There were reported tensions between the teenagers of different ethnic backgrounds, basically the old East End families of white Cockneys (my own family two generations back); the Caribbeans, and the Bangladeshis. But I was amused to realise that there were also tensions between the Caribbeans from different islands, mostly Jamaicans against the rest, or taking down the Barbadians for acting superior. I witnessed this because I got a lovely winter contract at a local FE college to occupy a class of Caribbean teenagers on Friday afternoons. The manager who recruited me explained that they were all in an interim category, not likely to carry on with courses, but required to attend. I was to fill the afternoons with excursions all over London. So I did.

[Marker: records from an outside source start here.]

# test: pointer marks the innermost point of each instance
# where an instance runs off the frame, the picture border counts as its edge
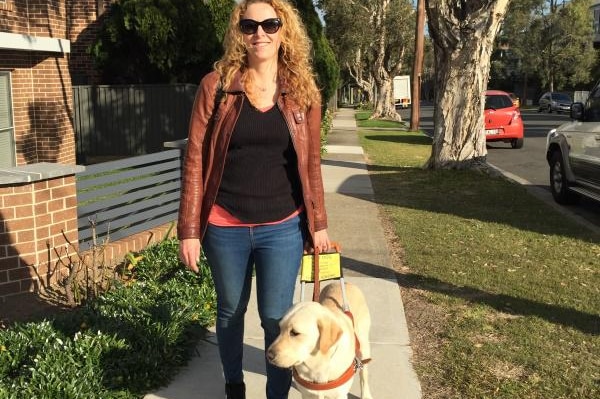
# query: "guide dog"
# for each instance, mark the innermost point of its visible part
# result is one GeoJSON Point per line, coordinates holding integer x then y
{"type": "Point", "coordinates": [324, 345]}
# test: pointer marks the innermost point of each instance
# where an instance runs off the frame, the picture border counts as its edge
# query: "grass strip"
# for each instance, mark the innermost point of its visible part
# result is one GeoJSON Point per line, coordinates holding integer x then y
{"type": "Point", "coordinates": [512, 286]}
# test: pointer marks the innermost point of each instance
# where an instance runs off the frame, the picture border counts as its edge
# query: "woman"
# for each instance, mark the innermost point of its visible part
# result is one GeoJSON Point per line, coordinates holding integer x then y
{"type": "Point", "coordinates": [252, 193]}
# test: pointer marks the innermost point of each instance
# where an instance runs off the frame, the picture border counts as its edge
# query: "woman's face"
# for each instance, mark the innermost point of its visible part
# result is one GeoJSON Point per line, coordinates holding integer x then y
{"type": "Point", "coordinates": [261, 46]}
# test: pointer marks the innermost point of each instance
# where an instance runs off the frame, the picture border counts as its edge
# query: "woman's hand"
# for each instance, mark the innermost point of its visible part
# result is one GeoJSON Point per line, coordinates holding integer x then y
{"type": "Point", "coordinates": [189, 253]}
{"type": "Point", "coordinates": [321, 241]}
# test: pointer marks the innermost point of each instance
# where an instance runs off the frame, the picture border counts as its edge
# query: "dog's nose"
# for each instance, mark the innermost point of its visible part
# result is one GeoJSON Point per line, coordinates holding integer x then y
{"type": "Point", "coordinates": [270, 354]}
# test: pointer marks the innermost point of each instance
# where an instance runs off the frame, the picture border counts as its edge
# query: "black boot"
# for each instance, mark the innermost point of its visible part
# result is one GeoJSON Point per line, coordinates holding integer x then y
{"type": "Point", "coordinates": [235, 390]}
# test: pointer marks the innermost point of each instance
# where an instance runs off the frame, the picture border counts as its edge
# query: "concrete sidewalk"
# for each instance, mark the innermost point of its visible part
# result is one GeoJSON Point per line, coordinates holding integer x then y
{"type": "Point", "coordinates": [354, 223]}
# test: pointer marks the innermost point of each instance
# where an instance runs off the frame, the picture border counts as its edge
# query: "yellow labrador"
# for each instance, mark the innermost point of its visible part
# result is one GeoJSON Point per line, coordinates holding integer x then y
{"type": "Point", "coordinates": [319, 341]}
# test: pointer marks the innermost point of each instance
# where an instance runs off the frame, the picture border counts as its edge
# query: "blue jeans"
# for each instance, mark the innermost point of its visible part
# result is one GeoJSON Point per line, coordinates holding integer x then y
{"type": "Point", "coordinates": [275, 251]}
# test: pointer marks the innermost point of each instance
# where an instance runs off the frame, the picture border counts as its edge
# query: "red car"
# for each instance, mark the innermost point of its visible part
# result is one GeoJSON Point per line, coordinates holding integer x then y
{"type": "Point", "coordinates": [502, 119]}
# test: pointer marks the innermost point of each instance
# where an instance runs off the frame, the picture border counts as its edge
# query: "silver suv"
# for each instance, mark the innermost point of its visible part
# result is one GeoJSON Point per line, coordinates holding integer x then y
{"type": "Point", "coordinates": [573, 153]}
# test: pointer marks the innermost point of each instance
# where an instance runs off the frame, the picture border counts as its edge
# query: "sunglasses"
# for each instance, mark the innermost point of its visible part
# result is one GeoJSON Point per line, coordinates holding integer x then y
{"type": "Point", "coordinates": [270, 26]}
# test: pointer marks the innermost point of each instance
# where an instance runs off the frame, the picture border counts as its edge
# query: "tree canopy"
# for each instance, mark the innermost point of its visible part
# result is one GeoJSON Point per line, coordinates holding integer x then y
{"type": "Point", "coordinates": [547, 41]}
{"type": "Point", "coordinates": [373, 40]}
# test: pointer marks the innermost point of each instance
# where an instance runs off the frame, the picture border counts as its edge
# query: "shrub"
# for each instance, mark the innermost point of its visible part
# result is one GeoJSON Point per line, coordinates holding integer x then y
{"type": "Point", "coordinates": [122, 344]}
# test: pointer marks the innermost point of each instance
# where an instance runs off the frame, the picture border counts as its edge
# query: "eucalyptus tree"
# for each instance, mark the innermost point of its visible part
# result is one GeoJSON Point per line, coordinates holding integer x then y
{"type": "Point", "coordinates": [565, 46]}
{"type": "Point", "coordinates": [372, 39]}
{"type": "Point", "coordinates": [550, 40]}
{"type": "Point", "coordinates": [160, 41]}
{"type": "Point", "coordinates": [463, 34]}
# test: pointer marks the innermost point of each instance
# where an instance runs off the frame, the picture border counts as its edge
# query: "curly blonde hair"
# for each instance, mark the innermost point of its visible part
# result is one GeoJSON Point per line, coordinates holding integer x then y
{"type": "Point", "coordinates": [295, 67]}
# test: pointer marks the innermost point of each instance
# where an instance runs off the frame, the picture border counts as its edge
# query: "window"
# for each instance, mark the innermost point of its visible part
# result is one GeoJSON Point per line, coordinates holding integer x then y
{"type": "Point", "coordinates": [7, 129]}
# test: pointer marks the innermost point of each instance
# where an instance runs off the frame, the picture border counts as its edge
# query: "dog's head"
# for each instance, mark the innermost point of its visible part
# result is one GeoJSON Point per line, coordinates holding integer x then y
{"type": "Point", "coordinates": [307, 330]}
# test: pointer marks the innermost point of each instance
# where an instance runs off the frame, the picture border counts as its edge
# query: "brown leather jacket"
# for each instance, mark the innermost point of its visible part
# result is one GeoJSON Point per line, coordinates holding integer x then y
{"type": "Point", "coordinates": [205, 154]}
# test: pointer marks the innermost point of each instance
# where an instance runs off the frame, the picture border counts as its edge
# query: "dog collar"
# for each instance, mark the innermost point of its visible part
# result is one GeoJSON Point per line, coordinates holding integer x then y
{"type": "Point", "coordinates": [324, 386]}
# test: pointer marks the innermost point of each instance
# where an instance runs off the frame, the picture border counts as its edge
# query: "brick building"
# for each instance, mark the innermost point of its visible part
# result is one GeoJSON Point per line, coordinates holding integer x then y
{"type": "Point", "coordinates": [42, 52]}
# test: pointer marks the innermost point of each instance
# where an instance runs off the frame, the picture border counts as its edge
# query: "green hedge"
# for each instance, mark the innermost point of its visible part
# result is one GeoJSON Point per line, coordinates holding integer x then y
{"type": "Point", "coordinates": [122, 344]}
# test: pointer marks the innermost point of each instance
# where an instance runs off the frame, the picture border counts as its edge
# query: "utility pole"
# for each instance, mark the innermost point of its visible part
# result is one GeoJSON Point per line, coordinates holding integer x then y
{"type": "Point", "coordinates": [418, 66]}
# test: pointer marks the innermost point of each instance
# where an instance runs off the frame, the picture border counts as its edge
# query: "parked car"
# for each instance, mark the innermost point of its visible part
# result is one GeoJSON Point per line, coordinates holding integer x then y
{"type": "Point", "coordinates": [554, 101]}
{"type": "Point", "coordinates": [573, 153]}
{"type": "Point", "coordinates": [515, 98]}
{"type": "Point", "coordinates": [502, 119]}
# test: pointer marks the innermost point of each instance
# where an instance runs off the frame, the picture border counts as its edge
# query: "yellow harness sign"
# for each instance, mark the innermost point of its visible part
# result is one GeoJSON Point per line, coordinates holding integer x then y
{"type": "Point", "coordinates": [330, 267]}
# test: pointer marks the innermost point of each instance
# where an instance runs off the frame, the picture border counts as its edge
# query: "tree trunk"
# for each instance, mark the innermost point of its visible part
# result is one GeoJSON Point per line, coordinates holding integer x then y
{"type": "Point", "coordinates": [418, 66]}
{"type": "Point", "coordinates": [463, 36]}
{"type": "Point", "coordinates": [384, 101]}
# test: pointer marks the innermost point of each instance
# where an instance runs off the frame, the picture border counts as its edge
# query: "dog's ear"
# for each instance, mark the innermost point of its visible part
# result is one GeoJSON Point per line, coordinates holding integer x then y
{"type": "Point", "coordinates": [329, 333]}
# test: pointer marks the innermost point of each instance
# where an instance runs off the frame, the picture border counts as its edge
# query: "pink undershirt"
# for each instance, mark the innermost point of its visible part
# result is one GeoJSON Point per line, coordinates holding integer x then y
{"type": "Point", "coordinates": [219, 216]}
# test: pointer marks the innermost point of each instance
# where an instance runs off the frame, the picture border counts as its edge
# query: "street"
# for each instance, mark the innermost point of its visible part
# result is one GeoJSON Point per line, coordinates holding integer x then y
{"type": "Point", "coordinates": [528, 164]}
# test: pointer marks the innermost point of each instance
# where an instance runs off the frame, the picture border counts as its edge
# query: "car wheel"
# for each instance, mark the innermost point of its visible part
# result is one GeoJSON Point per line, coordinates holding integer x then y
{"type": "Point", "coordinates": [558, 181]}
{"type": "Point", "coordinates": [516, 143]}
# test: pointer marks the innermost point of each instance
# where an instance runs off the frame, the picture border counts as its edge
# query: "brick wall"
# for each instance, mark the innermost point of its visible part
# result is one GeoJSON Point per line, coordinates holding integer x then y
{"type": "Point", "coordinates": [32, 219]}
{"type": "Point", "coordinates": [34, 215]}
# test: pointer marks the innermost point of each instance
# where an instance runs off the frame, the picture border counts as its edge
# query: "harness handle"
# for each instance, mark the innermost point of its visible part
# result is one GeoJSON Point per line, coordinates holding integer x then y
{"type": "Point", "coordinates": [316, 273]}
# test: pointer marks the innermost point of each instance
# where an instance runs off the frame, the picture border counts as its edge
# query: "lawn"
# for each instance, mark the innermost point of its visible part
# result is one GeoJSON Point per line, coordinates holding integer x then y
{"type": "Point", "coordinates": [501, 291]}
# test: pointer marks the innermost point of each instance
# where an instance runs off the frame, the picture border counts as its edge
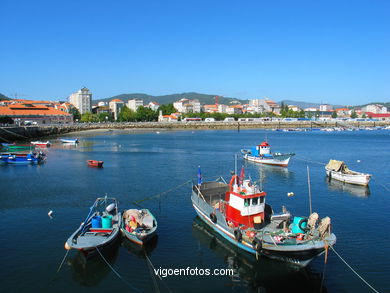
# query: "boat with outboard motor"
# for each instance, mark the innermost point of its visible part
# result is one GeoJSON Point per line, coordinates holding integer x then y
{"type": "Point", "coordinates": [238, 212]}
{"type": "Point", "coordinates": [338, 170]}
{"type": "Point", "coordinates": [23, 158]}
{"type": "Point", "coordinates": [139, 226]}
{"type": "Point", "coordinates": [262, 154]}
{"type": "Point", "coordinates": [100, 228]}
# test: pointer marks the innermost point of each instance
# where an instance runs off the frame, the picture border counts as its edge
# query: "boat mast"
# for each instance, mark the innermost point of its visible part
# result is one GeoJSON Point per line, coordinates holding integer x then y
{"type": "Point", "coordinates": [308, 183]}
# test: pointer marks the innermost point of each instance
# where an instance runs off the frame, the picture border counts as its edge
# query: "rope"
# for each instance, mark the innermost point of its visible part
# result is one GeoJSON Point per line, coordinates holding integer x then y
{"type": "Point", "coordinates": [360, 277]}
{"type": "Point", "coordinates": [62, 262]}
{"type": "Point", "coordinates": [150, 267]}
{"type": "Point", "coordinates": [116, 273]}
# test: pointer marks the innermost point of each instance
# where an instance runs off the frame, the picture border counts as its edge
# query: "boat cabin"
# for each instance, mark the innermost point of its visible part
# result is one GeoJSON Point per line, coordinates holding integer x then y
{"type": "Point", "coordinates": [245, 203]}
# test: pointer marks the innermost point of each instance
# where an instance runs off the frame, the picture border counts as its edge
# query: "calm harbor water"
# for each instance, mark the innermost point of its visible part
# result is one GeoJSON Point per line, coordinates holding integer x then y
{"type": "Point", "coordinates": [140, 165]}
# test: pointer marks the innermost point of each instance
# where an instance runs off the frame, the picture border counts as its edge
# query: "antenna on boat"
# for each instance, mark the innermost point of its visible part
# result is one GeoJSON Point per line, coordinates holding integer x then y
{"type": "Point", "coordinates": [308, 184]}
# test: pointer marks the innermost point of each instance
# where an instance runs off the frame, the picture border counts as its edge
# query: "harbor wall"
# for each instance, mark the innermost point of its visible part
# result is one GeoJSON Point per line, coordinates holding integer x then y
{"type": "Point", "coordinates": [25, 133]}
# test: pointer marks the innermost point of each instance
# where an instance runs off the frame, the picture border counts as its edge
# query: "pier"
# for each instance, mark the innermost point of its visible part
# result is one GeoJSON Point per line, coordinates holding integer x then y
{"type": "Point", "coordinates": [21, 133]}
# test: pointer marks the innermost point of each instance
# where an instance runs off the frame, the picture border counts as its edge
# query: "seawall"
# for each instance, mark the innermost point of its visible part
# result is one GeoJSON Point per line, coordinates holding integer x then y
{"type": "Point", "coordinates": [26, 133]}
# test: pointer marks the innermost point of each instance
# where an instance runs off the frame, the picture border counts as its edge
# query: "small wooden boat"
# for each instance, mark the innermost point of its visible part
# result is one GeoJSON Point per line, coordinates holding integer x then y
{"type": "Point", "coordinates": [69, 140]}
{"type": "Point", "coordinates": [139, 226]}
{"type": "Point", "coordinates": [94, 163]}
{"type": "Point", "coordinates": [41, 143]}
{"type": "Point", "coordinates": [262, 154]}
{"type": "Point", "coordinates": [338, 170]}
{"type": "Point", "coordinates": [100, 228]}
{"type": "Point", "coordinates": [22, 158]}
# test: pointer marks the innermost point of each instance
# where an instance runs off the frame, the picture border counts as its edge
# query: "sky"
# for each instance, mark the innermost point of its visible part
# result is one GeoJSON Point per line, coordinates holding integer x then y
{"type": "Point", "coordinates": [335, 52]}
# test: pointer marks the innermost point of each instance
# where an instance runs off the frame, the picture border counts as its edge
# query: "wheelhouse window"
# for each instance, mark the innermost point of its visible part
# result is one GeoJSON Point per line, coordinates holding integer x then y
{"type": "Point", "coordinates": [255, 201]}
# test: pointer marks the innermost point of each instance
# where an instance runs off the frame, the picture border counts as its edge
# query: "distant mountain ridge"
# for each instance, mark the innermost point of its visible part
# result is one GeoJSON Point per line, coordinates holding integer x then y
{"type": "Point", "coordinates": [204, 99]}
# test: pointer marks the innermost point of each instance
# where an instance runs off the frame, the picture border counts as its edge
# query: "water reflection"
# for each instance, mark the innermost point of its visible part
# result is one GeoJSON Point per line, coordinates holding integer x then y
{"type": "Point", "coordinates": [92, 270]}
{"type": "Point", "coordinates": [356, 190]}
{"type": "Point", "coordinates": [264, 275]}
{"type": "Point", "coordinates": [139, 250]}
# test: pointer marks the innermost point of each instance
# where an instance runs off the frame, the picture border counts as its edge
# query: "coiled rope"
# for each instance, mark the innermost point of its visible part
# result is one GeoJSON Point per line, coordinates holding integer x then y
{"type": "Point", "coordinates": [360, 277]}
{"type": "Point", "coordinates": [116, 273]}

And even today when I see a near-retirement black ticket collector at London stations, I wonder if any of them were from that class.
Keep it in the family
A few decades later, I actually went to Jamaica, for the marriage of our daughter to someone of part-Jamaican descent. After the celebration, one of the other wedding guests took us up into the hills of the interior to meet his uncle. This was a wonderful trip, beyond the usual tourist beat. The old man was in his 80s, and he had worked as a driver in the London Underground for more than 40 years before retiring to his family land in that beautiful part of Jamaica. He showed us around, introducing us to both animals and plants. I counted some 22 separate productive small farming operations he was engaged in: goats and chicken, of course, but also harvests of typical tropical produce like breadfruit and bananas. I love to think of him driving trains through the London tunnels but dreaming of his retirement farm in the hills of Jamaica.
Migrating from London to Kent
Then five years ago, in Ashford, I urgently needed a gas engineer to seal off an old kitchen pipe. A black plumber turned up from Tenterden. I got talking and told him there were no black families in Tenterden in my childhood,and asked him how he found it. He admitted that his family were the first black Londoners to settle in Tenterden. And so that is the story of how the descendants of those Windrush pioneers spread out first in the cities (like London, Manchester, Leicester) and then in the next generation out into the smaller towns, often doing essential jobs in hospitals or utilities. I think most people in Kent have now got used to living in a more multicultural society.
The Windrush75 celebration is basically about the Caribbean people who came to the UK then, the heritage and history that is an integral part of British society today.